In 2013 the Department of Education began publishing a “scorecard” for each college laying out graduation rates and graduates’ average debt levels. It also developed a “shopping sheet” that colleges can voluntarily provide prospective students containing similar cost and quality metrics.

But Obama’s other attempts at making funding conditional on quality, such as the 2011 “gainful employment” rule, are going nowhere. According to the rule, career-ready and vocational degree programs would lose their accreditation if their graduates did not do well enough in the labor market to recoup a certain amount of the tuition cost. A small fraction, perhaps only about 5 percent, of the programs would have been shuttered. Nevertheless, these institutions are fighting tooth and nail in court to keep the gainful employment rule a remote possibility. Republicans have promised to scuttle the plan in Congress.

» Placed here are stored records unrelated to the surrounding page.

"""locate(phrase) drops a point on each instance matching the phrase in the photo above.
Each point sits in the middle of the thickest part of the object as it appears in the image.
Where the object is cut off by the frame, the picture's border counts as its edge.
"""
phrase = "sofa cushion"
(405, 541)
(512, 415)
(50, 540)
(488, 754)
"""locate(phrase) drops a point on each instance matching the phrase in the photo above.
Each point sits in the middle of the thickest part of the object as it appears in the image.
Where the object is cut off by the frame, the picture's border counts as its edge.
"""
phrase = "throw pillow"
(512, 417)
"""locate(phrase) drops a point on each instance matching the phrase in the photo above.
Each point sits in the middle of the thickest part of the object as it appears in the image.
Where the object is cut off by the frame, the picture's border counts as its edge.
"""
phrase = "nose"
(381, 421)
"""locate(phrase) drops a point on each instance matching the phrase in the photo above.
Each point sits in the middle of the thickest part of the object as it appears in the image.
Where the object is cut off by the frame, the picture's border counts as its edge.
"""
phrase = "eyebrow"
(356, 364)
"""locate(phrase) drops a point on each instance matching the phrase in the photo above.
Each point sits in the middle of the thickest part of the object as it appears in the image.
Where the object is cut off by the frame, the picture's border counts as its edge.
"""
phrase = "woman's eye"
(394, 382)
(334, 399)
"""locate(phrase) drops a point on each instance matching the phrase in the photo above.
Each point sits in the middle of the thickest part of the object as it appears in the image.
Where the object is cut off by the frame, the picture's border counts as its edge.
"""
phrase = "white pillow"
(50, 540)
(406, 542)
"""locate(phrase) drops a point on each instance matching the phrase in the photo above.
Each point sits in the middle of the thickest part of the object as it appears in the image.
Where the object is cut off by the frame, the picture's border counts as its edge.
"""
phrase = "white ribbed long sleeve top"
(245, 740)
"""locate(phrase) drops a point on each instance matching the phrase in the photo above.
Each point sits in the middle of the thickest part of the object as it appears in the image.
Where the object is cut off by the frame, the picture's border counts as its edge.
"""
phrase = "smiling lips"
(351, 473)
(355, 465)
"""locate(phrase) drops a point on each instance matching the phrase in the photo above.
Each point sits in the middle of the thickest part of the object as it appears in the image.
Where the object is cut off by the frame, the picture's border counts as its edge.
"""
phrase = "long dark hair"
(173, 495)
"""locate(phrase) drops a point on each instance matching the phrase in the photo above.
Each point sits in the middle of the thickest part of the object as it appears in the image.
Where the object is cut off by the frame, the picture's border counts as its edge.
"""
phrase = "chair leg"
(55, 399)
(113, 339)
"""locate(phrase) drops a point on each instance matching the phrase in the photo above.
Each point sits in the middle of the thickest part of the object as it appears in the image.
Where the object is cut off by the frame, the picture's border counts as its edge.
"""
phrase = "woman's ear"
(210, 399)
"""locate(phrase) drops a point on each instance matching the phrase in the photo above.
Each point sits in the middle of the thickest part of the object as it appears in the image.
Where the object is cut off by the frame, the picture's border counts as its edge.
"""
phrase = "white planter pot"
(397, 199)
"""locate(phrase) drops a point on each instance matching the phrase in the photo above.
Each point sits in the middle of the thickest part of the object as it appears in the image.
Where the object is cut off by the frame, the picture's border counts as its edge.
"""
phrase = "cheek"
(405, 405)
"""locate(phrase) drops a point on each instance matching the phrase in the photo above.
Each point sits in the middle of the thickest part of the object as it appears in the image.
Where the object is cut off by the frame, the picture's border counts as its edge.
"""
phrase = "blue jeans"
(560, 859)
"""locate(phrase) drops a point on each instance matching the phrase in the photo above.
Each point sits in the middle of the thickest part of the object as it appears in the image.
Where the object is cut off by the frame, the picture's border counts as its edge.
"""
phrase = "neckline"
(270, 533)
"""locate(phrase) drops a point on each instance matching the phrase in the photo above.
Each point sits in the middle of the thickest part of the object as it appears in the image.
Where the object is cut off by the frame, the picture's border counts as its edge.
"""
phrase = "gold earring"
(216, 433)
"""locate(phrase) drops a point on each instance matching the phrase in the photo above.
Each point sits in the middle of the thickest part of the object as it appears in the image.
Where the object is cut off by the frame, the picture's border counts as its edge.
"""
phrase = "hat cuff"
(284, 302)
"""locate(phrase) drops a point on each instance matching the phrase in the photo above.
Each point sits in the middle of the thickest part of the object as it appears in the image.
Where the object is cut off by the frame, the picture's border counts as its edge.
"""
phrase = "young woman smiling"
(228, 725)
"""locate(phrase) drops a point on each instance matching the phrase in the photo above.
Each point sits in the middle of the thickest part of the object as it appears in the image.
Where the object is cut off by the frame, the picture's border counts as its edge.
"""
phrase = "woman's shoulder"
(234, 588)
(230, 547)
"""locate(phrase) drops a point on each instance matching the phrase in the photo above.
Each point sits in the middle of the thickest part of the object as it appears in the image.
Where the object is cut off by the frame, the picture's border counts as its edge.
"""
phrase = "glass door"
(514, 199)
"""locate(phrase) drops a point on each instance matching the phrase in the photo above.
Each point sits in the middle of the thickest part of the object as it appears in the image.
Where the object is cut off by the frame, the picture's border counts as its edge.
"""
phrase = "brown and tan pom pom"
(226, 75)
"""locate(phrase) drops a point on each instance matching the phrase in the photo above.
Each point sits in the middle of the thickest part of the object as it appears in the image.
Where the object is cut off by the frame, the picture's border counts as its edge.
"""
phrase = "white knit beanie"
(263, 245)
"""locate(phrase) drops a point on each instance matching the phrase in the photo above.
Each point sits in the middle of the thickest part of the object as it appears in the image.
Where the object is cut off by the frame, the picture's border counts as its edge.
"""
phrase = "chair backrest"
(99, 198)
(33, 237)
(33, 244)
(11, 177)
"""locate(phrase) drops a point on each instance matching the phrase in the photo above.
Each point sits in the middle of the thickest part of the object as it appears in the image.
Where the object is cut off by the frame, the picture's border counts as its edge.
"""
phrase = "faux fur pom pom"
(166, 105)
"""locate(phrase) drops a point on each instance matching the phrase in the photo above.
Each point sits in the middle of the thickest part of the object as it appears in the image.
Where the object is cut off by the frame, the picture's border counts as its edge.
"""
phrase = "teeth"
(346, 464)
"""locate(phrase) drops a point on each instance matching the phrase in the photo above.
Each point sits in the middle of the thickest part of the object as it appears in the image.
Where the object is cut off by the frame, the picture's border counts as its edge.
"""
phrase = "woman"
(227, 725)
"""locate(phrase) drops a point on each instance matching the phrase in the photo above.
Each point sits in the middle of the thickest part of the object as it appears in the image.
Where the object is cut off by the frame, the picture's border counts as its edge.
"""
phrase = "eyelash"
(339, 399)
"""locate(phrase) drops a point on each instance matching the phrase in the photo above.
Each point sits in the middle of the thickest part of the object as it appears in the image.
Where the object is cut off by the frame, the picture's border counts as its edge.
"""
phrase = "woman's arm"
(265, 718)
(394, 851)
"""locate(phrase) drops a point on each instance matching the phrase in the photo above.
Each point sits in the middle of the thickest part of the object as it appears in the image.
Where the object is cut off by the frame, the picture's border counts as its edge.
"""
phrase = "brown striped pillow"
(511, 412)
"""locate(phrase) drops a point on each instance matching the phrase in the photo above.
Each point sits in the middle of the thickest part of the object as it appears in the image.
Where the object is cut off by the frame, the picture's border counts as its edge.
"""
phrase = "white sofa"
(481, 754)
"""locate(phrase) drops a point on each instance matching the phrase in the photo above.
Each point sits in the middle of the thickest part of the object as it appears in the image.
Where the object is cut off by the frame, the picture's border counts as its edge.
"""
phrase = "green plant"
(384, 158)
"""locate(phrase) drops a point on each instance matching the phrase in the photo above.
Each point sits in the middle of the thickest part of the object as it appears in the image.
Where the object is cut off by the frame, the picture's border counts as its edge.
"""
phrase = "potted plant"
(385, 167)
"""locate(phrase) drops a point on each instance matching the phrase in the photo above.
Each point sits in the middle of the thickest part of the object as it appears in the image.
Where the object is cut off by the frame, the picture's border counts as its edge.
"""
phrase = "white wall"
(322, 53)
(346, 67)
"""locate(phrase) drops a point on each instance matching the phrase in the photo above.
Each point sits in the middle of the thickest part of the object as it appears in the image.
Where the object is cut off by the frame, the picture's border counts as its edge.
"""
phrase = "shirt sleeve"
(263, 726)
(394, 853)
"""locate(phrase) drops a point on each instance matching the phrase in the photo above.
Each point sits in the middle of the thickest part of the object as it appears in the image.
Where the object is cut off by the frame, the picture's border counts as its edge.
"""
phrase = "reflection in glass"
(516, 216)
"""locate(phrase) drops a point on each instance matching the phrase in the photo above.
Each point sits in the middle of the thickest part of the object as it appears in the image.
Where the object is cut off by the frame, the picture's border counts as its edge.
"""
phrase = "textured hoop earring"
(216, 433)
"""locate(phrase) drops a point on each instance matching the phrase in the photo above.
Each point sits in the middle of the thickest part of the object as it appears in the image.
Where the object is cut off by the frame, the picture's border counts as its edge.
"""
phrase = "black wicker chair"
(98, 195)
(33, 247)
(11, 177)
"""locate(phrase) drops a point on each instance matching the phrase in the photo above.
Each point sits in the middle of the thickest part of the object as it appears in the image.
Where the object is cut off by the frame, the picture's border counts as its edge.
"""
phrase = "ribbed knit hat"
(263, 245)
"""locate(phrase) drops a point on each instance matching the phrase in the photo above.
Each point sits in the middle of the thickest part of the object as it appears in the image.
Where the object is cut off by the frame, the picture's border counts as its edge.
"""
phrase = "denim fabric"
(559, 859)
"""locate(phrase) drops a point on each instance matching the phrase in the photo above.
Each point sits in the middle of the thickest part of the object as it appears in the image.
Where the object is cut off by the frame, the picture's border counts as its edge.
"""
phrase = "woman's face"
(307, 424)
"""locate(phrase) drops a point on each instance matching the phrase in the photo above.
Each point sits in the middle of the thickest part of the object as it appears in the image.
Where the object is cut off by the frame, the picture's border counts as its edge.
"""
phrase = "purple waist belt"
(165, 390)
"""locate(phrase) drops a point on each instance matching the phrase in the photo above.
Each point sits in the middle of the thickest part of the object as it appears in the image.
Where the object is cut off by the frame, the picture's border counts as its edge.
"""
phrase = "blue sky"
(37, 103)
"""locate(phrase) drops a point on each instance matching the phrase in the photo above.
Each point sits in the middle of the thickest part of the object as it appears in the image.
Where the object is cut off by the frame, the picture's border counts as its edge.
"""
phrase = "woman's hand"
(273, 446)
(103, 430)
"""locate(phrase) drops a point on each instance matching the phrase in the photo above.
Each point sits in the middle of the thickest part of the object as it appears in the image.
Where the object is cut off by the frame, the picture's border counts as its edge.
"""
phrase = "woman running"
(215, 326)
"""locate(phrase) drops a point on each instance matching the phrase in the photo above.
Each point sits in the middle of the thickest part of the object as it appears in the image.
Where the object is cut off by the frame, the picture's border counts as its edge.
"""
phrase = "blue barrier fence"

A similar fate no doubt awaits the part of Obama’s new plan that would make the level of federal student aid they receive contingent on how much value they offer students. It would cast the accountability net wider than the gainful employment rule, applying to all colleges. The hefty lobbying weight of the higher education establishment is kicking into gear, vowing to kill it. Republican Congressional leaders are mobilizing against it; Senator Lamar Alexander (R-TN) calls it “government overreach,” while Representative John Kline (R-MN) warns it could lead to “federal price controls.”

If recent history is any judge, the part of Obama’s new plan that ranks colleges based on value has better political odds of getting off the ground. More states are also introducing their own college quality comparison websites and ranking systems, including California which enrolls a quarter of the nation’s community college students. For now, federal higher education accountability will continue to rely on transparency in the hopes that students who are empowered with more and better information will make more prudent decisions and force colleges into sharper competition.

That is a lot to expect of students. These data transparency systems assume a level of engagement that may not be there, particularly with low-income students who have the highest dropout and debt default rates and therefore could benefit the most from stricter college accountability. The proposed ranking system would still be several steps and clicks away from students on the Department of Education’s website. Colleges can opt out of using the “shopping sheet” or can bury it deep in application materials.

A better transparency-based system would force colleges to place the relevant information directly into the hands of students in a clear and digestible way. Better yet, a proactive intermediary would help students make college decisions and support them through to graduation. Research has shown that high-needs students tend to do much better when they are placed in a highly structured environment and decisions about what courses to take are made for them by guidance counselors or the course trajectory is already clearly mapped out for them. Some of the more innovative community colleges take the liberty of placing indecisive students into degree programs that data show leads to higher earnings.

And while the federal government is reluctant to tie institutions’ funding directly to quality, several states are giving it a shot. Florida and Louisiana are now using graduates’ wage data to determine which degree programs to terminate or expand. Several states, notably deep-red Tennessee and Texas, are experimenting with performance-based funding for their community college networks.

Soon we could have a better sense of what works better for improving the country’s higher ed system: putting the onus directly on the institution or indirectly through student consumers.